As a sword hangs over the heads of top Transnet executives, group CEO Portia Derby and head of Transnet Freight Rail (TFR) Sizakele Mzimela, the Congress of South African Trade Unions (Cosatu) has turned up the heat and called publicly for the company's top management to go.
At the beginning of September, Public Enterprises Minister Pravin Gordhan directed the board to undertake a wide-ranging review of the company's performance. Among the issues he asked the board to address was to assess the executive management to "establish whether persons with the right skills are optimally utilised to deliver on the mandate".
His directive was widely seen as a veiled call on the board to fire Derby and Mzimela, whom the business sector believes are largely responsible for Transnet’s precipitous decline. The poor performance of TFR has caused a bottleneck for commodity exports, resulting in announcements by mining companies to retrench workers.
The board's report was due to be delivered to Gordhan on Friday after it was granted a short extension.

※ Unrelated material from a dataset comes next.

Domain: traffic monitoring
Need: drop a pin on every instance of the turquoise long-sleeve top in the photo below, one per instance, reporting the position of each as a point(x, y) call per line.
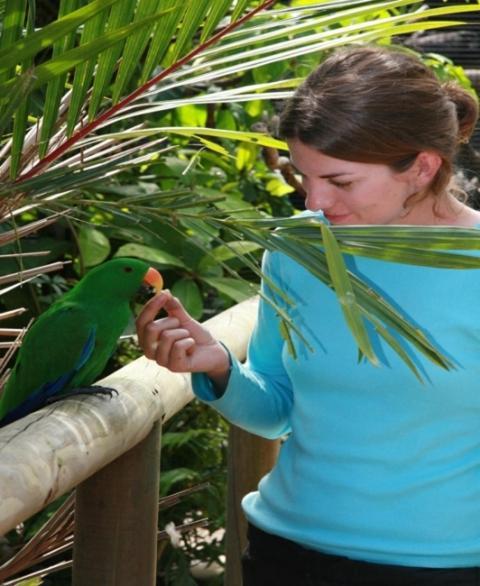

In a statement issued on Friday, organised labour added its voice to earlier calls by the Minerals Council and the Durban Chamber of Commerce to remove Derby and Mzimela. The statement reads:
"We are witnessing the collapse of Transnet because of endemic levels of corruption within it, the explosion of cable theft, years of neglect of infrastructure investments and skills development, and a management team that is woefully out of its depth that must now go."
In the past month, two mining companies have announced their intentions to retrench, saying that it is no longer viable to truck coal and ore to the ports at current commodity prices.
"If the crises at Transnet are not dealt with decisively and quickly, we may lose 35 000 mining jobs and even more indirect jobs in the value chains and host communities. This will plunge these workers into absolute poverty. The Highveld Region in Mpumalanga will bear the brunt of this catastrophe," it said.
Derby and Mzimela were appointed in early 2020 as part of an initiative to clean up corruption at Transnet in the aftermath of state capture. Derby and Gordhan have been close associates for many years, and Gordhan used his ministerial authority to ensure she was appointed over the heads of the then-board.
Since their appointment, Transnet has experienced several shocks outside its control, including the pandemic, rising crime, flood damage, and a cyber attack. But there has also been evidence of shocking management failure and basic errors due to inexperience and insufficient management controls. The company achieved only 25% of its targets in the past financial year.
Rail export volumes have fallen from 213-million tons in 2018/2019 to 149-million tons in the last financial year.
A decision on the future of the executives is believed to be imminent.